For months, the CAC, and a spin off group, Save Bridgehampton Main Street, has been fighting the proposed CVS through letter-writing campaigns, distributing petitions and even protesting.
Site plan approval has already been granted for a two-story building with 9,500 square feet of space at the site, but in the Village Business zoning district, businesses are limited to 5,000 square feet. Larger businesses are allowed only if a special exception permit is granted.
Members of the CAC and Save Bridgehampton Main Street have been writing letters to CVS executives for months but have not received any satisfactory response, they said.
“Now that the planning board has the file, we have the right to correspond with Dennis Finnerty and all of the people on the planning board,” Ms. Walter Yvertes told the other members of the CAC. Mr. Finnerty is the board’s chairman.
Ms. Walter Yvertes also announced that Steven Schneider, an engineer conducting a traffic study for Save Bridgehampton Main Street, had agreed to analyze the turning movements at both driveways to the site. There is a driveway on Montauk Highway and one at the end of Lumber Lane at the turnpike. The analysis would add $1,800 to the cost of the traffic study, she said.
“Originally, I did not think it was necessary, but rethinking it, it very well could be. It may lead us, for example, to recommending restrictions on vehicles entering and exiting the driveways because of the traffic flow and the geometrics of the closeness of those driveways to the major intersection,” Mr. Schneider wrote in an e-mail to Ms. Walter Yvertes on Friday, July 25.
Ms. Walter Yvertes commented that it should really be the town conducting the study and that town officials should be “encouraged to do their jobs.”
CAC member Julie Burmeister also announced that a videographer had been chosen to film the busy intersection as part of the study. She explained that for some reason, the traffic is at its heaviest at that spot at around 10:30 a.m., and so they will be filming the flow of cars, trucks and bicycles at that hectic time of day in an effort to prove that the already dangerous corner will likely become unbearable if the CVS plan is approved.

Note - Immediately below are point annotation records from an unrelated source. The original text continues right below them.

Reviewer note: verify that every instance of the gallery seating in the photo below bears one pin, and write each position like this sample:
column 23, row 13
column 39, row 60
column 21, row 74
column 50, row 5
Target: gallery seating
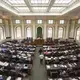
column 62, row 60
column 16, row 60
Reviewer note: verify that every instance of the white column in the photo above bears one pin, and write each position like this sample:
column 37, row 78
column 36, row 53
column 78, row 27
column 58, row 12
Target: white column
column 12, row 29
column 7, row 32
column 72, row 31
column 53, row 36
column 44, row 31
column 34, row 30
column 56, row 30
column 67, row 29
column 23, row 30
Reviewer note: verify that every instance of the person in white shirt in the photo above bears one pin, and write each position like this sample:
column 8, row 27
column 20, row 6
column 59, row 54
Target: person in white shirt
column 41, row 56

Many of the members of the CAC also sit on Save Bridgehampton Main Street, which has hired attorney Vince Messina to fight the CVS application. The Islip-based lawyer was recommended to the organization by Southampton Town Justice Deborah Kooperstein, a resident of Bridgehampton.

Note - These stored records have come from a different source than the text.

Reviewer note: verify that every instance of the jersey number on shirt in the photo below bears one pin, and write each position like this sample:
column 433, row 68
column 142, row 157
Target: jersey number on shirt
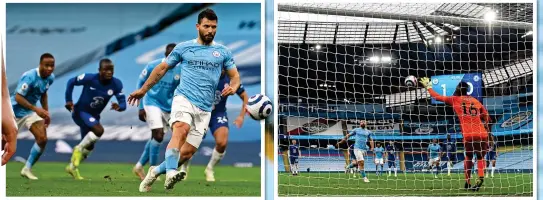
column 471, row 110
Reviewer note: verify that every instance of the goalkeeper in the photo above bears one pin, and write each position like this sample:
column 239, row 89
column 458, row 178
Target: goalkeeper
column 474, row 121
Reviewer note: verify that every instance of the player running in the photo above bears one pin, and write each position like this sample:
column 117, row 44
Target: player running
column 32, row 87
column 362, row 135
column 391, row 158
column 474, row 121
column 219, row 125
column 379, row 160
column 492, row 155
column 155, row 109
column 294, row 155
column 450, row 148
column 434, row 154
column 202, row 62
column 97, row 90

When members asked why a local lawyer had not been chosen, CAC-member Peter Wilson responded, “I think she picked him because she’s had experience with him and feels that he’s a top performing litigator and he also has a pretty formidable reputation in Suffolk County.”
Ms. Water Yvertes added that when she told Jeff Murphree, the town’s former planning and development administrator, who has been helping his in-laws fight the CVS application, of their choice of lawyer “his eyes started twinkling and he said ‘Oh, he’s very strong.’”

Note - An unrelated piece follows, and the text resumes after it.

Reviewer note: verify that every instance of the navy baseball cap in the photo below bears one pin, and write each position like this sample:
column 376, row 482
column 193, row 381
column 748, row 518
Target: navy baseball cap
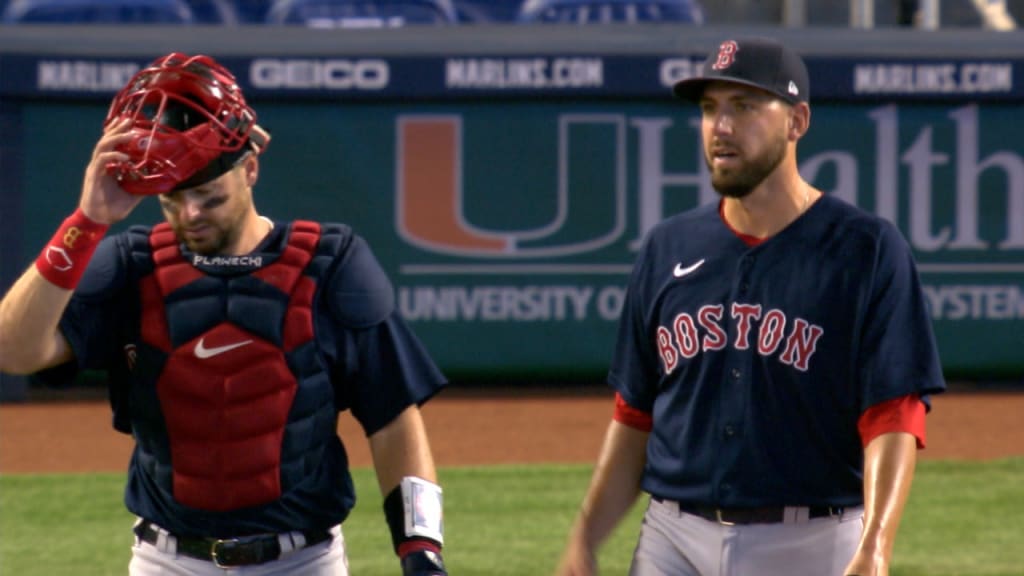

CAC members s found several parts of the special exception use standards that they believe the proposed CVS would not be able to comply with. One provision states that there must be sufficient off-street parking and truck loading spaces for the anticipated number of employees, patrons and visitors and that “the layout of the spaces and driveways is convenient and conducive to safe operation.”
Jim Olson asked the assembled members of the CAC if they thought that their efforts would prevail; they replied that it would probably come down to the other lawyer, Wayne Bruyn.
They anticipated that he would try to time the hearing for the wintertime, when fewer Bridgehampton homeowners are in town to voice their opinions.
According to an email from Mr. Collins, of the town’s Department of Land Management, the absolute earliest date that a public hearing would take place would be on November 13.
Ms. Walter Yvertes said that she thought it was unlikely that it would qualify for a special exception permit “unless Wayne Bruyn’s a magician.”
On Wednesday, Mr. Bruyn said that he was not involved with the application. He said it was not BNB IV Ventures, but CVS itself, which had filed the permit application. He said he does not represent the pharmacy company and has not prepared an application for it nor reviewed it at this time.
Mr. Messina was not available for comment by the time of this paper’s publication.